See [Schreiber2000], [Kraiser2002] and [Lizier2008] for more details.
Examples¶
One initial condition, no background¶
Just give us a couple of time series and tell us the history length and we’ll give you a number
>>> xs = [0,1,1,1,1,0,0,0,0]
>>> ys = [0,0,1,1,1,1,0,0,0]
>>> transfer_entropy(xs, ys, k=2)
0.6792696431662097
>>> transfer_entropy(ys, xs, k=2)
0.0
or an array if you ask for it
>>> transfer_entropy(xs, ys, k=2, local=True)
array([[1. , 0. , 0.5849625, 0.5849625, 1.5849625, 0. ,
1. ]])
>>> transfer_entropy(ys, xs, k=2, local=True)
array([[0., 0., 0., 0., 0., 0., 0.]])
Two initial conditions, no background¶
Uhm, yes we can! (Did you really expect anything less?)
>>> xs = [[1,0,0,0,0,1,1,1,1], [1,1,1,1,0,0,0,1,1]]
>>> ys = [[0,0,1,1,1,1,0,0,0], [1,0,0,0,0,1,1,1,0]]
>>> transfer_entropy(xs, ys, k=2)
0.693536138896192
>>> transfer_entropy(xs, ys, k=2, local=True)
array([[1.32192809, 0. , 0.73696559, 0.73696559, 1.32192809,
0. , 0.73696559],
[0. , 0.73696559, 0.73696559, 1.32192809, 0. ,
0.73696559, 1.32192809]])
One initial condition, one background process¶
>>> xs = [0,1,1,1,1,0,0,0,0]
>>> ys = [0,0,1,1,1,1,0,0,0]
>>> ws = [0,1,1,1,1,0,1,1,1]
>>> transfer_entropy(xs, ys, k=2, condition=ws)
0.2857142857142857
>>> transfer_entropy(xs, ys, k=2, condition=ws, local=True)

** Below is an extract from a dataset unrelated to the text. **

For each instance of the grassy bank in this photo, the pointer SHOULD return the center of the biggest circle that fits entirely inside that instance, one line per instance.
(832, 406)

array([[1., 0., 0., 0., 0., 0., 1.]])
One initial condition, two background processes¶
>>> xs = [0,1,1,1,1,0,0,0,0]
>>> ys = [0,0,1,1,1,1,0,0,0]
>>> ws = [[1,0,1,0,1,1,1,1,1], [1,1,0,1,0,1,1,1,1]]

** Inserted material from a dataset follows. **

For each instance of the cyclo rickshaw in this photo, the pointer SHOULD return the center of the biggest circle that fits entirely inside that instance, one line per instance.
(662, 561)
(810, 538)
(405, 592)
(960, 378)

>>> transfer_entropy(xs, ys, k=2, condition=ws)
0.0
>>> transfer_entropy(xs, ys, k=2, condition=ws, local=True)
array([[0., 0., 0., 0., 0., 0., 0.]])
Two initial conditions, two background processes¶
>>> xs = [[1,1,0,1,0,1,1,0,0],[0,1,0,1,1,1,0,0,1]]

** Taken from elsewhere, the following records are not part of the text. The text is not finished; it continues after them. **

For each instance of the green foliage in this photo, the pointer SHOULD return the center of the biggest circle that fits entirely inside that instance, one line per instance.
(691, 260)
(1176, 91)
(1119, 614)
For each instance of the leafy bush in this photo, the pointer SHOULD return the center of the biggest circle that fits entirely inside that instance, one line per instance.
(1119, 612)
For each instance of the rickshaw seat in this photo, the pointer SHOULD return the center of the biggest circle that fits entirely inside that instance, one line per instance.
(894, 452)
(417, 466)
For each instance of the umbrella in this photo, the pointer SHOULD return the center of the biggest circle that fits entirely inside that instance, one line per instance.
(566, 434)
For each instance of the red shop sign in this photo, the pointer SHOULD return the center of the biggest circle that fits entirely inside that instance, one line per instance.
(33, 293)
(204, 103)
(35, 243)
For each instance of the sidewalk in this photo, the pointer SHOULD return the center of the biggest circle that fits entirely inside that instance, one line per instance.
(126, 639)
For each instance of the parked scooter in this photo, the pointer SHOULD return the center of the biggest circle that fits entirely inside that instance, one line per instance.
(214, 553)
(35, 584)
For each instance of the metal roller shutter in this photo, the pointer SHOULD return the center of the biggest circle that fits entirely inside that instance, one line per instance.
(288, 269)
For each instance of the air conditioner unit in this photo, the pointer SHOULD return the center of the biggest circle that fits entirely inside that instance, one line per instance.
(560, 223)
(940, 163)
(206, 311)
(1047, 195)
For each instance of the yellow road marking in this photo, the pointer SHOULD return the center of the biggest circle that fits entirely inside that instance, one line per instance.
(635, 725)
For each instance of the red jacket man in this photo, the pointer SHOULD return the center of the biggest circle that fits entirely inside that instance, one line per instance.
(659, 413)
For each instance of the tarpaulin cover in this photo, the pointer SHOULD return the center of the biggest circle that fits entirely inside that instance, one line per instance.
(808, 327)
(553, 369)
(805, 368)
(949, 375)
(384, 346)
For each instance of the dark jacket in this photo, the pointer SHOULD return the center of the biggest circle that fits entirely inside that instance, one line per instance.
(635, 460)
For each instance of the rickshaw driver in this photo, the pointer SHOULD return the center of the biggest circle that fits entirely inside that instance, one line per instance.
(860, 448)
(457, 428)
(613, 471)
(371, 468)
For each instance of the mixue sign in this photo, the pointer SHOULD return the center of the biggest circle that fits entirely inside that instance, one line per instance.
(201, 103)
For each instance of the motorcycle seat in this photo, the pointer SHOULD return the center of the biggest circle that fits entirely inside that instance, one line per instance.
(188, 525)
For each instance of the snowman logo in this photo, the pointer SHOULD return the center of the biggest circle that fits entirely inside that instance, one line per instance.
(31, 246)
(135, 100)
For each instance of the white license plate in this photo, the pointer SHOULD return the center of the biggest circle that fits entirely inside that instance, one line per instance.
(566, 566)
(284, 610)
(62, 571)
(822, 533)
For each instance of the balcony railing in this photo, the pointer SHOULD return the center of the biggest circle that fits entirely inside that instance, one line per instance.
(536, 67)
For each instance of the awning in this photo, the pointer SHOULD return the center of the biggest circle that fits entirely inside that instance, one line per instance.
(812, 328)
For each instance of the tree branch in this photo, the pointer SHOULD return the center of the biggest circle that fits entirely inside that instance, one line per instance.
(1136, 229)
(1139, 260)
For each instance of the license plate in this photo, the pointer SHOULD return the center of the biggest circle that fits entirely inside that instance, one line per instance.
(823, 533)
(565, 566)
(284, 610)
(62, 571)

>>> ys = [[1,1,1,0,1,1,1,0,0],[0,0,1,0,1,1,1,0,0]]
>>> ws = [[[1,1,0,1,1,0,1,0,1],[1,1,1,0,1,1,1,1,0]],
... [[1,1,1,1,0,0,0,0,1],[0,0,0,1,1,1,1,0,1]]]
>>> transfer_entropy(xs, ys, k=2)
0.5364125003090668
>>> transfer_entropy(xs, ys, k=2, condition=ws)
0.3396348215831049
>>> transfer_entropy(xs, ys, k=2, condition=ws, local=True)
array([[ 1. , 0. , 0. , -0.4150375, 0. ,
0. , 1. ],
[ 0. , 0.5849625, 1. , 0.5849625, 0. ,
1. , 0. ]])
API Documentation¶
-
pyinform.transferentropy.
transfer_entropy
(source, target, k, condition=None, local=False)[source]¶ Compute the local or average transfer entropy from one time series to another with target history length k. Optionally, time series can be provided against which to condition.
- Parameters
source (sequence or
numpy.ndarray
) – the source time seriestarget (sequence or
numpy.ndarray
) – the target time seriesk (int) – the history length
condition (sequence or
numpy.ndarray
) – time series of any conditionslocal (bool) – compute the local transfer entropy
- Returns
the average or local transfer entropy
- Return type
float or
numpy.ndarray
- Raises
ValueError – if the time series have different shapes
ValueError – if either time series has no initial conditions
ValueError – if either time series is greater than 2-D
InformError – if an error occurs within the
inform
C call
References¶
- Cover1991(1,2,3,4)
T.M. Cover amd J.A. Thomas (1991). “Elements of information theory” (1st ed.). New York: Wiley. ISBN 0-471-06259-6.
- Kraiser2002
Kaiser, T. Schreiber, “Information transfer in continuous processes”, Physica D: Nonlinear Phenomena, Volume 166, Issues 1–2, 1 June 2002, Pages 43-62, ISSN 0167-2789
- Kullback1951
Kullback, S.; Leibler, R.A. (1951). “On information and sufficiency”. Annals of Mathematical Statistics. 22 (1): 79-86. doi:10.1214/aoms/1177729694. MR 39968.
- Lizier2008(1,2)
J.T. Lizier M. Prokopenko and A. Zomaya, “Local information transfer as a spatiotemporal filter for complex systems”, Phys. Rev. E 77, 026110, 2008.
- Lizier2012
J.T. Lizier, M. Prokopenko and A.Y. Zomaya, “Local measures of information storage in complex distributed computation” Information Sciences, vol. 208, pp. 39-54, 2012.
- Schreiber2000(1,2)
Schreiber, “Measuring information transfer”, Phys.Rev.Lett. 85 (2) pp.461-464, 2000.
- Shannon1948
Shannon, Claude E. (July-October 1948). “A Mathematical Theory of Communication”. Bell System Technical Journal. 27 (3): 379-423. doi:10.1002/j.1538-7305.1948.tb01448.x.